My unique perspective on Japanese culture is based on personal relationships. You see, the photo in my post is my sister, niece, and Japanese brother-in-law. My perspective on Japanese culture was shaped based on my sister’s account of living in Tokyo for her first 10 years post graduation teaching English to Japanese college students. Her seemingly rock star status among her Japanese students couldn’t have been more welcoming or appreciated by her. She was treated to concerts and other outings that acclimated her to her new home for the next 10 years. The acquring of educational credentials are a high priority to the Japanese, and their desire to know this foreigner/ teacher with whom they were interacting was very important to her students. As stated in the text, there is a formal politeness among them (Moran, et al, 2011).
My sister moved back to the US with her new husband and daughter after 10 years living in Tokyo. As you can imagine, the transition for my brother-in-law was difficult. Japanese culture is familial and it was difficult to leave his family. His parents, sister and her family, and my brother-in-law shared a home.Though he had learned some English he wasn’t fluent and found it difficult to communicate. He found himself in a new country he had never previously visited and a family to support. Though language was somewhat of a barrier, he found employment quickly and soon became the best worker at his company. His work performance was typical of Japanese workers being respectful of seniority, willing to learn all the jobs at their skill level, and the desire for security and belonging (Moran, et al, 2011). Also, in his generation Japanese workers were employed by the same company for the duration of their career (Moran, et al, 2011). He has worked at the same company since his arrival 20 years ago. The value of striking a work/ life balance, which the younger Japanese are beginning to understand the value of, is something my brother-in-law appreciates about living in the US (Moran, et al, 2011).

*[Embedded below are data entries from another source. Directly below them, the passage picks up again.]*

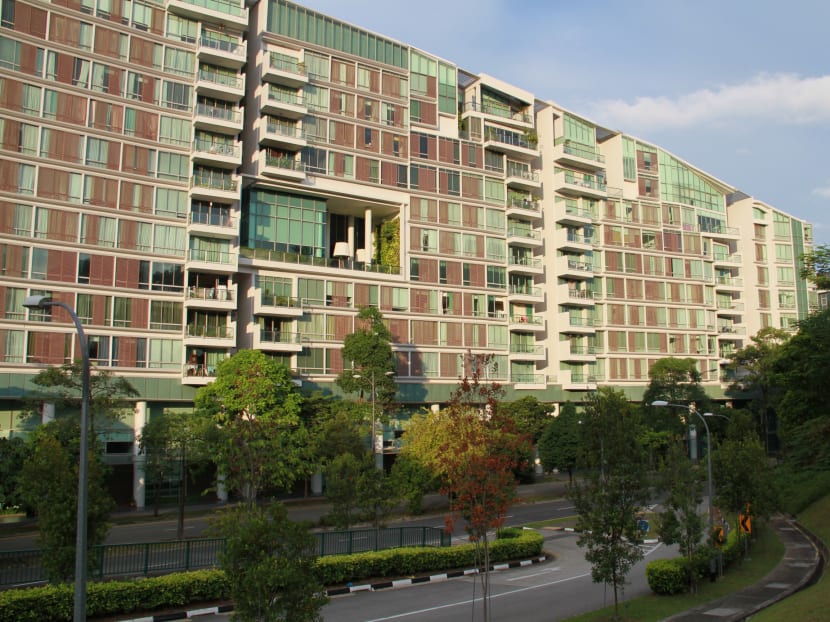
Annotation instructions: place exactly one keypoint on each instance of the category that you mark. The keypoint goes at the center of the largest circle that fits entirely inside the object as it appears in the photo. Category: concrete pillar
(368, 234)
(47, 412)
(139, 459)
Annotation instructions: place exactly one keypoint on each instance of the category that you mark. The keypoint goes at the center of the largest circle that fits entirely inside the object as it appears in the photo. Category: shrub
(668, 576)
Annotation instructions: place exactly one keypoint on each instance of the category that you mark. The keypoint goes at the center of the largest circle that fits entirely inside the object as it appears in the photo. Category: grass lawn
(810, 605)
(765, 554)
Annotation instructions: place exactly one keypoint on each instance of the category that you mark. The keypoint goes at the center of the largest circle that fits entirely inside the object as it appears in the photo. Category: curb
(350, 589)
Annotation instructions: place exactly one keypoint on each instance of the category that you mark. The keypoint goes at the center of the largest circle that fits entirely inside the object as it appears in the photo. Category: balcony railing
(231, 81)
(220, 294)
(278, 336)
(211, 332)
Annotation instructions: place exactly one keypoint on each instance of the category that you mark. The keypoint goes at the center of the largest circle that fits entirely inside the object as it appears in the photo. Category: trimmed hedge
(55, 602)
(662, 574)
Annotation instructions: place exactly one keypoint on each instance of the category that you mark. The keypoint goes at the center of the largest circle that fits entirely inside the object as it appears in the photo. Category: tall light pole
(44, 302)
(710, 486)
(378, 463)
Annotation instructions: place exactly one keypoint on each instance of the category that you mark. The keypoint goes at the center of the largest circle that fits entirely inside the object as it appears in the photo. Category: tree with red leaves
(475, 450)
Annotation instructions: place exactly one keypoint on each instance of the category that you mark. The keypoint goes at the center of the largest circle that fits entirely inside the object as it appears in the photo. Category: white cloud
(783, 98)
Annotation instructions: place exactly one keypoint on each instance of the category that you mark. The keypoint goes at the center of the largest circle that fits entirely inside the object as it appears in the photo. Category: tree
(559, 445)
(754, 367)
(109, 395)
(13, 454)
(676, 381)
(269, 562)
(816, 266)
(172, 444)
(530, 416)
(742, 471)
(367, 353)
(614, 490)
(49, 484)
(474, 448)
(258, 441)
(680, 522)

I am thankful for the opportunity to have learned about a different culture I otherwise don’t think I would have. The Japanese prefer a “congenial, well-known surroundings, and seek an atmosphere of well focused energy and disciplined good cheer.” (Moran et al, 2011). I am sure my relationship with him has influenced me in a positive way.
Reference:
Abramson, N. R., Moran, R. T., & Moran, S. V. (2014). Managing Cultural Differences. London: Routledge.
Valerie Ann D'amico says
Allison, I enjoyed reading this post simply to be able to read your personal perspective on this type of situation. I think coming to the United States as opposed to Japan (like your sister did) is a completely different experience that most (in America) are unaware of. While there are many things to appreciate when living in the United States, there must be a lot of changes to be made. You mentioned certain topics with regards to the differences in cultures and I would be curious to see how someone else, either from an Asian country or simply anywhere else in the world would compare with your brother-in-law. Would they have a lot of similarities with their first difficulties or would there be more differences? I wonder if certain cultures can adapt to living in the United States better than others. While the Japanese are extremely innovative when it comes to technology and business, I feel as though it may be tough, at least in the beginning, to figure out how everything works. With that said, it sounds like your brother-in-law did just fine so there obviously are similarities and even synergy within the cultures.
ycm5014 says
I think it’s really cool that you are able to bring such first-hand experience to us through your blog, Allison. Thank you for sharing such a personal account. Your sister and her family sounds lovely and it is great to hear that your brother in law has found his way around adjusting to the much, much different conditions that exist in the US compared to his native land.
You made several comments about things that I truly appreciate about the Japanese culture, what little I know of it. My daughter had a little boy in her class, I’ll call him K, that was from Japan. His father was working here for 3-year contract. K was the sweetest thing ever, he learned English remarkably well over the 3 year course and came to spend a ton of time at my house. He loved it and call me Mom and my husband Dad – not because he didn’t have someone to call that, but because that’s what my daughter calls us and I believe that he views that as a sign of respect. Each time he came over K’s mom would arrive with a giant bag filled with goodies for the kids and something special for our family from Japan.
From getting to know that family, they clearly place great importance on education and being polite. I would also say that they are very proud to be Japanese – I loved learning about Tokyo from them, and our daughter begs us to take her for a visit! In reading the section in our text book on Values and Standards I found myself frequently remembering small instances and gestures from that family that did make an impact on our family. They had a fun loving outlook on life, and we are thrilled to still be in touch with them!